Sew Sewing - tips, patterns, notions and sewing help
Home logo Sewing Basics About Us Contact

Mending Hems and Seams

Two of the most common problems that arise are hems and seams that are starting to come loose. This is where the old saying “A stitch in time saves nine” has the most application. A tiny hole in a seam or a short loosening of a hem can be ignored. However, every time the garment is washed, these problems get just a little bigger. Fix them as soon as you notice them.

Invisibly Stitched Hem

The hem you need to fix may have been stitched with a hemstitch, that is, every inch or so on the outside of the garment, you can see a tiny loop of thread. The best way to mend this kind of hem is by hand

The hand hemstitch consists of taking a tiny stitch—consisting of only a couple of threads—in the underneath fabric right above the hem edge This is followed by a larger stitch through the hem edge, from the back of the hem allowance through to the top. This leaves visible vertical stitches over the hem edge that help to hold it in place.

Knot the end of the thread that is working loose, if possible, to prevent the hem from coming further undone. Trim off any hanging threads. Pin the hem into the position where it needs to be.

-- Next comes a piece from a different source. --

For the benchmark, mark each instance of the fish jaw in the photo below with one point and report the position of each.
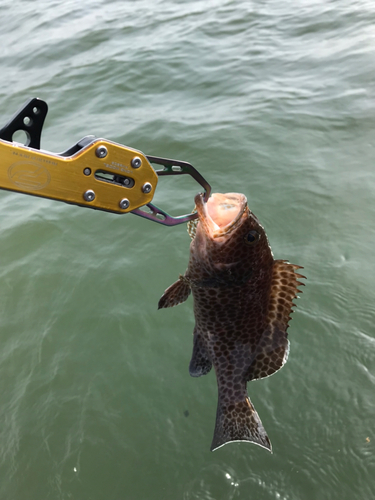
(221, 214)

Use a single strand of matching thread with one end threaded through the eye of a sharp needle and the other tied in a small knot. Anchor your thread in the hem allowance a couple of inches before the open portion of the hem.

Bring the needle out at one of the remaining catch stitches. Make a tiny stitch through to the front of the garment along with theirs. Catch your thread in the allowance again. Be careful you don’t pull your stitches too tight. When you run out of stitches to match, make your own. Try for the same size and spacing as the originals. When you’ve come to the end of the opening, copy a couple more of their catch stitches. Take several tiny stitches on top of each other in the hem allowance to keep your stitches from coming loose, and cut your thread.

Popped Seams

A seam that’s opened up with no damage to the cloth itself can simply be stitched up the way it was. The only time this is tricky is when another seam or facing or pocket keeps you from being able to get to the opened seam. In these cases, you have two choices—either remove some more stitches, fix the seam and put things back together, or blind-stitch the seam from the outside

Changing Hemlines

One of the most common tasks in altering is changing the length of a hemline. The first step is to take out the old hem and press the allowances flat. Next, determine exactly where you want the hem to be. Then press the hem allowance under along this new hemline.

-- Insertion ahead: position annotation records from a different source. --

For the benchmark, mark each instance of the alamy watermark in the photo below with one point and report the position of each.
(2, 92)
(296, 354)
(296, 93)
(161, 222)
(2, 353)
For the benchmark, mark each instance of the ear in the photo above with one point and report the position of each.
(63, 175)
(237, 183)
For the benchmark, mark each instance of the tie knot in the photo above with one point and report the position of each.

Before you can decide how best to hem the garment, you need to determine how much flaring or tapering is going on at the bottom couple of inches of the garment. Check for this by laying your garment flat and folding the edge up a couple of inches. If the width at the bottom edge is equal to the width of the garment where it’s lying, your hem allowance will lie flat. If the bottom edge is wider, your garment flares. If it’s narrower, your garment tapers.

Straight Hem Allowances

Exactly how you proceed will depend on the weight of the fabric. Heavyweight fabrics, such as jeans or denim skirts, should be hemmed to minimize bulk. Hems on jeans are usually turned twice. Press the raw edge up to the desired length. Trim the allowance to 1” of your fold line. Fold the raw edge almost to the fold line. Machine-stitch the hem in place with a straight stitch, using a heavy-duty needle.

An alternative is to trim the hem allowance to ½” and finish the raw edge with a zigzag or other finishing stitch. Fold the hem up and machine-stitch. You will still need a heavy-duty needle but will be sewing through two layers instead of three. A neater version of finishing the raw edge of heavy to medium weight fabrics is to overlap the very edge with seam tape. Machine-stitch the tape to the edge and stitch the actual hem along the other edge of the tape. This will hide the raw edge on the inside while allowing you to stitch through fewer layers of the dense fabric.

Lightweight fabrics are nearly always turned twice. Trim the hem allowance to anywhere from 1” to 2”. Turn the raw edge under 1” or ½”. Pin the hem in place and hem with a machine hemstitch or by hand.

Machine Hemstitch

Fold the fabric carefully so your stitches are even.

If you have a hemstitch on your machine, this would be a perfect time to try it out. Adjust the pins so they run parallel to the edge instead of perpendicular. With the wrong side toward you, fold the hem back under the main fabric, exposing about 1/8” of the hem edge. Stitch along the edge. The hemstitch consists of three or four straight stitches that go through the hem edge, followed by one zigzag stitch that extends over onto the main fabric. On the outside, it will look much like a hand-stitched hem. Care must be taken to keep the fabric folded so that the zigzag stitches extend into the main fabric at approximately the same distance.